Certain features described in the context of various embodiments
are not to be considered essential features of those embodiments,
unless the embodiment is inoperative without those elements.
[0251] Various embodiments and aspects of the present invention as
delineated hereinabove and as claimed in the claims section below
find experimental support in the following examples.
EXAMPLES
[0252] Reference is now made to the following examples, which
together with the above descriptions, illustrate the invention in a
non limiting fashion.
[0253] Generally, the nomenclature used herein and the laboratory
procedures utilized in the present invention include molecular,
biochemical, microbiological and recombinant DNA techniques. Such
techniques are thoroughly explained in the literature. See, for
example, "Molecular Cloning: A laboratory Manual" Sambrook et al.,
(1989); "Current Protocols in Molecular Biology" Volumes I-III
Ausubel, R. M., ed. (1994); Ausubel et al., "Current Protocols in
Molecular Biology", John Wiley and Sons, Baltimore, Md. (1989);
Perbal, "A Practical Guide to Molecular Cloning", John Wiley &
Sons, New York (1988); Watson et al., "Recombinant DNA", Scientific
American Books, New York; Birren et al. (eds) "Genome Analysis: A
Laboratory Manual Series", Vols. 1-4, Cold Spring Harbor Laboratory
Press, New York (1998); methodologies as set forth in U.S. Pat.
Nos. 4,666,828; 4,683,202; 4,801,531; 5,192,659 and 5,272,057;
"Cell Biology: A Laboratory Handbook", Volumes I-III Cellis, J. E.,
ed. (1994); "Current Protocols in Immunology" Volumes I-III Coligan
J. E., ed. (1994); Stites et al. (eds), "Basic and Clinical
Immunology" (8th Edition), Appleton & Lange, Norwalk, Conn.
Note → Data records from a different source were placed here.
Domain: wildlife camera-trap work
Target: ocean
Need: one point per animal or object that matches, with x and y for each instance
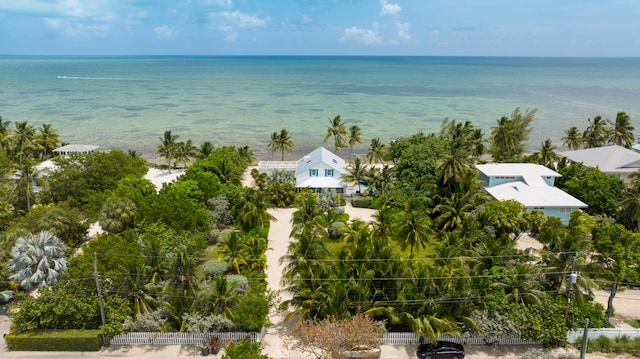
(128, 102)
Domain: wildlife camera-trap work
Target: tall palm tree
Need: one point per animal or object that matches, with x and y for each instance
(233, 251)
(546, 155)
(184, 152)
(4, 132)
(596, 133)
(167, 147)
(572, 138)
(413, 227)
(504, 140)
(338, 130)
(454, 168)
(376, 151)
(622, 131)
(24, 140)
(356, 172)
(251, 208)
(26, 175)
(283, 142)
(355, 137)
(48, 139)
(205, 149)
(117, 214)
(37, 261)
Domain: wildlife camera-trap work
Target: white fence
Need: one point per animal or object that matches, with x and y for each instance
(572, 336)
(399, 338)
(146, 338)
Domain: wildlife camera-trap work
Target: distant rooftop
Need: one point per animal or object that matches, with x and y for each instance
(81, 149)
(609, 159)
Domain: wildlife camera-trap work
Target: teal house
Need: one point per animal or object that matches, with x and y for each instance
(530, 184)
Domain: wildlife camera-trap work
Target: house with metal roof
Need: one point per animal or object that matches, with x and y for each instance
(321, 170)
(614, 160)
(530, 184)
(68, 150)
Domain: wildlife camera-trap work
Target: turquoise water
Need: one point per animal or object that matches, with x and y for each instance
(128, 102)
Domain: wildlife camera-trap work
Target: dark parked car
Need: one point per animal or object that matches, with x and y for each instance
(440, 350)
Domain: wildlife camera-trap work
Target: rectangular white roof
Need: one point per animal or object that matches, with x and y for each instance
(76, 148)
(609, 159)
(516, 169)
(321, 182)
(534, 196)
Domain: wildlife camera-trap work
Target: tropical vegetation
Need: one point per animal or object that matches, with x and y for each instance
(438, 258)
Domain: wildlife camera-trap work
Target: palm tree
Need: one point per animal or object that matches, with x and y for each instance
(282, 141)
(376, 151)
(24, 139)
(274, 144)
(338, 130)
(572, 138)
(26, 175)
(48, 139)
(167, 147)
(185, 151)
(37, 260)
(233, 250)
(251, 208)
(547, 155)
(413, 227)
(4, 132)
(596, 133)
(117, 214)
(454, 168)
(504, 140)
(622, 131)
(355, 137)
(205, 149)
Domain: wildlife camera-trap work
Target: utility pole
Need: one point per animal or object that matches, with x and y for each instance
(571, 278)
(585, 338)
(95, 274)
(1994); Mishell and Shiigi (eds), "Selected Methods in Cellular
Immunology", W.H. Freeman and Co., New York (1980); available
immunoassays are extensively described in the patent and scientific
literature, see, for example, U.S. Pat. Nos. 3,791,932; 3,839,153;
3,850,752; 3,850,578; 3,853,987; 3,867,517; 3,879,262; 3,901,654;
3,935,074; 3,984,533; 3,996,345; 4,034,074; 4,098,876; 4,879,219;
5,011,771 and 5,281,521; "Oligonucleotide Synthesis" Gait, M. J.,
ed. (1984); "Nucleic Acid Hybridization" Hames, B. D., and Higgins
S. J., eds. (1985); "Transcription and Translation" Hames, B. D.,
and Higgins S. J., Eds. (1984); "Animal Cell Culture" Freshney, R.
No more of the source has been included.